Nándor Gúr (born 25 December 1957) is a Hungarian mechanical engineer and politician, member of the National Assembly from the Hungarian Socialist Party from 2002 to 2018.

==Work experience==
Nándor Gúr finished Bláthy Ottó Secondary Technical School of Heavy Current in Miskolc in 1976. He graduated as a factory-technician production engineer from the Chemical Industry and Automation College Faculty of the University of Miskolc in 1980. He worked for the Machine and Factory Technician Firm of Miskolc as a works manager from 1980 to 1981, then he was the building engineer of ÁFÉSZ Purchase and Sales Cooperative from 1981 to 1986. Parallel to his job he accomplished in 1985 the mechanical engineer diploma, in 1988 the economist engineer diploma of the engineering industry programme within the frame of Mechanical Engineer Faculty of the University of Heavy Industry and Technology of Miskolc.

He was the secretary, later first secretary of the local Hungarian Young Communist League (KISZ) from April 1986 to March 1990, then he was the chairman of the organization in Borsod-Abaúj-Zemplén County. He was the chief desk officer of the County Council from 1989 to 1990. He was head of department, later chief executive of the County Employment Centre from 1991 to 1999. He graduated as a personnel expert from the Budapest University of Economic Sciences in 1996. He was the executive responsible for vocational training and employment policy in the Chamber of Commerce and Industry of Borsod-Abaúj-Zemplén County from 1999 until he became an MP in 2002. He has been the member of Labour Mediation and Arbitration Service since 1996, member of Miskolc Experts' Association since 2002.

==Political career==
Gúr worked in local government as an external committee member from 1994. He joined the Hungarian Socialist Party (MSZP) in February 1999. He has been on the party's presidium of the Miskolc branch since 2000. He functioned as deputy chairman of the Borsod-Abaúj-Zemplén County Board from 2001. He has also been on the party's National Board since 2000, and was the chairman of the party's Labour and Employment Policy Department from 1999.

He secured a seat in the National Assembly from the party's National List in the 2002 parliamentary election. He became a member of the General Assembly of Borsod-Abaúj-Zemplén County during the local elections on 20 October 2002 where he was the President of the Employment and Enterprise Committee.
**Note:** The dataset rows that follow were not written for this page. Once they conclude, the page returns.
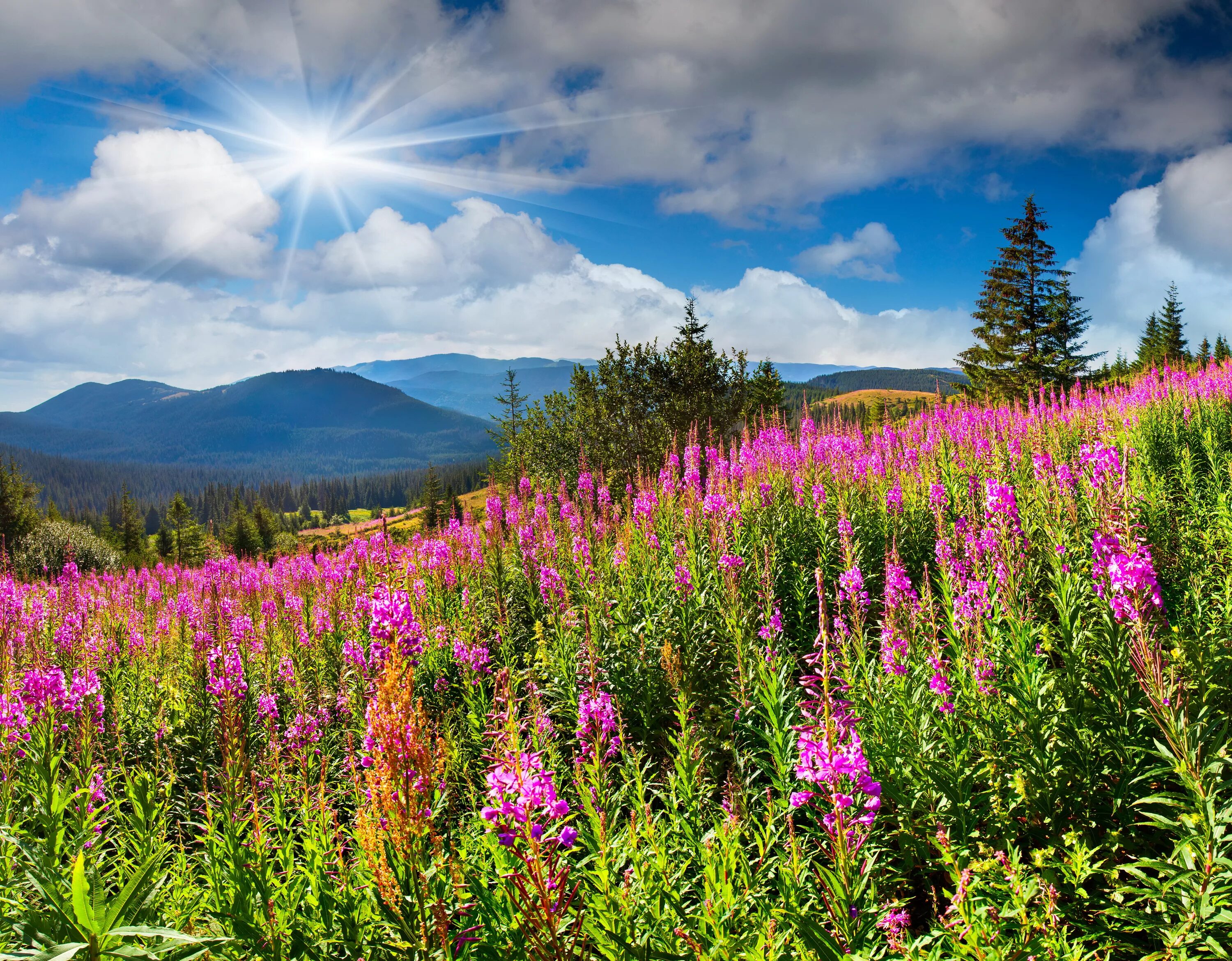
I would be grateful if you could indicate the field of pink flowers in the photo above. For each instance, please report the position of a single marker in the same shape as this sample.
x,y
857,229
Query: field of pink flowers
x,y
955,689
In the parliamentary election in 2006, he obtained an individual mandate for Edelény (Constituency VIII, Borsod-Abaúj-Zemplén County). He was elected member of the Committee on Employment and Labour on 30 May 2006. He became chairman of the committee on 17 May 2010. He secured a parliamentary seat from the party's county regional list in the 2010 parliamentary election. He was elected one of the two vice chairmen of the Socialist Party in April 2012, alongside Csaba Horváth.

==Personal life==
Gur's wife is an auditor, economic engineer and head of the Borsod-Abaúj-Zemplén County Regional Department of the Agricultural and Rural Development Agency (MVH). They have a daughter, Adrienn and a son, Roland Gúr, who became a candidate of the Socialist Party's list for the 2014 European Parliament election.